Lando deployed four times -- once in support of Operation Enduring Freedom, twice for Operation Iraqi Freedom and most recently in support of the Kosovo Force. He had 15 confirmed finds while deployed downrange.

"The biggest achievement that he has done is finding explosives downrange," said McNulty. "There is no way to calculate how he saved lives -- finding the explosives, finding the (improvised explosive devices), getting them off the route the Soldiers were going."

Lando also provided force protection to the president and vice president of the United States and the secretary of state, said McNulty. But when he wasn't sniffing out bombs and protecting heads of state, Lando was protecting the Bamberg and Schweinfurt military communities working perimeter checks and gate guard.

Military working dogs spend countless hours with their handlers to hone the skills necessary to sniff out drugs or explosives. But now, Lando's golden years are in front of him as he transitions into retirement.

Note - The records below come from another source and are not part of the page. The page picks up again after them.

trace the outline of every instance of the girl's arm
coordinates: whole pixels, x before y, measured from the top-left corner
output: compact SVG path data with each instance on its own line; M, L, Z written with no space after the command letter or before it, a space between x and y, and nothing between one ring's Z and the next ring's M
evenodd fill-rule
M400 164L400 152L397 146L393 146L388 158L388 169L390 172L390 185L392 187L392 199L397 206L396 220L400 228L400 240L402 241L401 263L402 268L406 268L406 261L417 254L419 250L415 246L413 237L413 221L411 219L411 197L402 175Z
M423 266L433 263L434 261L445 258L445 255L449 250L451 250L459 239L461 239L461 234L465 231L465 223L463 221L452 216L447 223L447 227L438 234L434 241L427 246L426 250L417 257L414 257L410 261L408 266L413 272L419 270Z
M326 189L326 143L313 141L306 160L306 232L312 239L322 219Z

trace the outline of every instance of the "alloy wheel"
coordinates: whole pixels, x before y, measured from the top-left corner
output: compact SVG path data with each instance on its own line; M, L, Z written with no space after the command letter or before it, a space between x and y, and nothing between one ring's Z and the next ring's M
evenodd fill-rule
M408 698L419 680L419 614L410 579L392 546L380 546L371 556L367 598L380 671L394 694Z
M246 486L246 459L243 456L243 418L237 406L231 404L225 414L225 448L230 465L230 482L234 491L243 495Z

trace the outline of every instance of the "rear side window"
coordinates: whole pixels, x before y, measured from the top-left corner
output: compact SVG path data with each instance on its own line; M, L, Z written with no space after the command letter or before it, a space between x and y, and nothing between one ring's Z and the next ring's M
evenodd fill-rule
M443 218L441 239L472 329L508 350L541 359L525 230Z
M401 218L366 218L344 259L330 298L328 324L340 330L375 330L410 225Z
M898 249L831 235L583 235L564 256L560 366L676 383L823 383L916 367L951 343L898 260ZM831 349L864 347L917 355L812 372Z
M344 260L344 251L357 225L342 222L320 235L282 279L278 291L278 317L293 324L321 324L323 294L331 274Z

"He gets all excited," said Staff Sgt. Michael S. Bacon, about Lando's work ethic even today. Bacon is the kennel master for the 94th MPD. "He wants to do it even though his body can't really do it for him anymore. Mentally he is like 'let's go, let's do this.'"

One Bamberg family has now decided to adopt him.

At the Feb. 1 ceremony, Capt. Rory Thibault, his wife Johanna and their family received Lando's leash and a certificate of adoption, formally certifying Lando's transition out of military service and into doggy retirement.

"When we saw a note on the Bamberg community page about a (military working dog) looking to retire we were intrigued," said Johanna Thibault. "An older and well-trained dog would be a great fit for us. After we met Lando we fell in love and realized he'd be a great fit for our family."

Pet owners can adopt military working dogs once the dogs are removed from service for reasons ranging from medical issues to their own disinterest in sniffing out explosives.

"They want to work," said McNulty about all military working dogs. "They have a drive to work. It takes them a little longer to go to a home and be a pet. Their job is to just be loyal to that family, not search for explosives, not to do bite work anymore. It takes them time to adjust to their new life."

Lando does not have any medical issues. But his new family should be warned.

"He sleeps on his back with his legs up in the air," said Staff Sgt. James A. Hall, the kennel noncommissioned officer in charge, who is familiar with Lando's antics. "It looks like he is playing dead."

Although the Bamberg and Schweinfurt communities will no longer be graced with the 'Dog Father,' his new family already has plans on how Lando will spend the rest of his dog days.

"It's very clear to us that Lando was well loved in the Schweinfurt and Bamberg kennels. He is a people-oriented dog, and we're making sure to include him in everything we do. Be it sitting and watching TV or walking to kindergarten, we're making sure Lando is there with us," said the Thibault family.